What does Wakanda have to do with Mondragon?
Professor Ariana Levinson is sharing Dean Crawford's blog for the week of May 21, 2018. She is blogging from a research trip to Mondragon, Spain.
See her previous post:
Today was amazing. We visited Mondragon’s headquarters, the educational center and the multi-stakeholder (consumer and worker-owned) grocery, Eroski. I learned so much but will focus on a few items that will hopefully be of interest to lawyers.
One of Mondragon Company’s slogans is “Humanity at Work.” As summed up by our leader from the Mondragon Company, Ander, there is the ideal of work that focuses on humanity, and Modragon is way below that ideal. But Mondragon is also way above other Spanish companies and regions in reaching toward that ideal.
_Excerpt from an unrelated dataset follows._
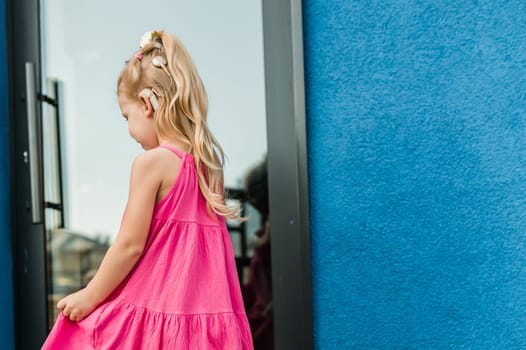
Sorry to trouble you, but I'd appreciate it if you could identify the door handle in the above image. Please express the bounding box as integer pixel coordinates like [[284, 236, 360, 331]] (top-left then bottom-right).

We learned why Mondragon’s approach should be a point of reference in discussions in the Basque region about job creation, immigration and sustainability, even in a world where traditional companies are becoming more concerned with sustainability. In Kentucky, a law was recently passed to enable benefit corporations. Benefit corporations are incorporated with a triple bottom-line. This means the company focuses not only on making a profit but also on having positive social and environmental impacts. Also, a new group in Kentucky, Canopy, advocates b-corporations. B-corporations are certified by an agency to practice a triple bottom-line. Mondragon and worker-owned co-ops should also be a point of reference in Kentucky.
We learned that Basque law requires companies incorporated as co-ops to give 10 percent of their annual net profits to social causes, such as sports clubs, community organizations and cultural organizations, including those focused on preservation of the Basque language. This is on top of the 14 percent tax the company pays the government. The additional 10 percent ensures that the cooperatives have a positive impact on the community.
Mondragon is an international company, but the co-ops are only in Spain. The subsidiaries in other parts of the world, surprisingly including the U.S., are not cooperatives. There are 74,000 workers in the 268 businesses in the Mondragon network; 102 are cooperatives, with approximately 44,000 workers.
The younger generation is pushing to export not only Mondragon’s innovative and entrepreneurial business approach, but also the cooperative principles. They have established a company, Mondragon Team Academy (MTA), separate from the Mondragon Company, to promote team innovation by young people. They are working in several countries, including South Korea. A South Korean group joined us today. MTA is planning a six-month visit to the Pacific Northwest in the coming year.
So, the question for Mondragon, much like for Wakanda — the fictional sub-Saharan country home to superhero Black Panther — is will they keep their humanity at work model primarily for themselves and foster their own prosperity, or will they open their knowledge and cooperative ownership to the world? And at what price? If they do open their cooperative ownership to the world, are they willing to face the challenges Wakanda faced in Infinity Wars?